PARAMON: Strategic Initiatives Underpin Growth Amidst Sales Target Adjustment
Investment Bank | TA SECURITIES |
---|---|
TP (Target Price) | RM0.25 (+25.0%) |
Last Traded | RM0.20 |
Recommendation |
A leading property developer has revised its 2025 sales target downwards following a weaker-than-expected first half, yet maintains a positive outlook, backed by robust strategic growth ambitions and asset monetisation efforts. Despite a significant year-on-year sales decline in the second quarter of 2025, a quarter-on-quarter rebound and resilient demand for key projects are expected to drive improved performance in the coming quarters.
Performance Review and Market Conditions
New property sales experienced a 45% year-on-year drop in 2Q25 but saw a 28% quarter-on-quarter recovery. This brought first-half 2025 sales to RM525 million, an 18% decline year-on-year, primarily attributed to an 80% contraction in new launches compared to the previous year. Consequently, the company has prudently reduced its 2025 sales target by 20% to RM1.2 billion and trimmed its launch pipeline to RM1.0 billion, following the removal of certain planned projects due to ongoing litigations and scaling back.
While acknowledging prevailing market headwinds, the investment bank views the sales target adjustment as pragmatic. Resilient demand for the company’s products, particularly in The Ashwood KL, Utropolis Batu Kawan, and Embun Hill Bukit Mertajam, alongside a diversified geographical footprint, are expected to provide a natural hedge against localised market softness. With RM0.6 billion of planned launches in the pipeline, sales momentum is anticipated to accelerate meaningfully in the second half of 2025 to meet the revised target.

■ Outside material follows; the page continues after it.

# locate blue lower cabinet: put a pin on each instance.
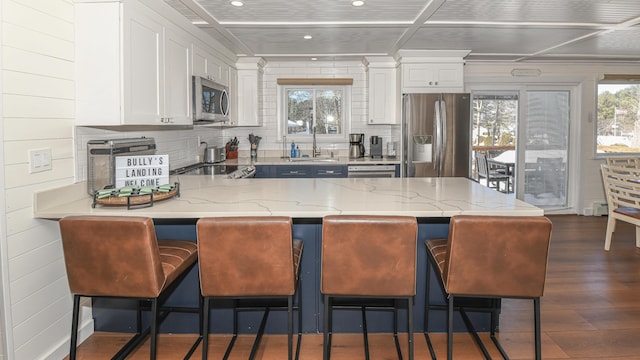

Strategic Growth and Financial Health
Management has reiterated its strategic pivot towards more sustainable, quality-driven growth, aiming to achieve a Return on Equity (ROE) above 10% by 2030, a significant increase from 7% in FY24 and approximately 2% in 2021. This goal is underpinned by a disciplined strategy that includes securing strategic land parcels capable of generating at least a 6% return on assets (ROA), leveraging its current gross gearing of 0.66x, and diversifying into recurring income streams.
To support future annual property sales, the group has set an ambitious target of acquiring RM6 billion in new gross development value (GDV) land in 2025 alone, with RM1.7 billion already secured. This active landbank replenishment is crucial given that the remaining RM5.2 billion GDV could be depleted within three to four years at the projected sales rate. While this aggressive landbanking plan may temporarily lift gross gearing, the flexibility to adopt joint ventures or milestone-based payments is expected to mitigate balance sheet pressure.
Asset Monetisation and Diversification
Further enhancing capital efficiency, the company is actively unlocking value from up to RM1.0 billion in non-core assets. These include education campuses, a hotel, an office tower, and a stake in another real estate investment vehicle. Monetising these assets, through outright disposal or lease renegotiation, will release capital tied to underperforming assets and allow redeployment into higher-yielding property developments, serving as a key lever to boost ROE.
The co-working business, Co-labs, continues its expansion, with eight locations across Klang Valley and a 11% year-on-year increase in total space. Despite a wider loss in the first half of 2025 due to lower occupancy (66% from 70%) following a new outlet opening, management is confident that the new outlets will turn profitable within their first year. Co-labs plans to open its ninth outlet in Johor Bahru in 4Q25, marking its first venture outside Klang Valley, with further expansion into the region expected in the coming years.
Outlook and Recommendation
The investment bank maintains its “BUY” recommendation and an unchanged target price of RM1.46 per share. This valuation is based on a CY26 P/Bk multiple of 0.6x, noting that the stock remains deeply undervalued, trading at a P/E of 7.3x and P/Bk of 0.4x, significantly below the developer sector averages. With a superior dividend yield exceeding 7%, the stock offers limited downside risk. The earnings forecasts for FY25-27 are also maintained.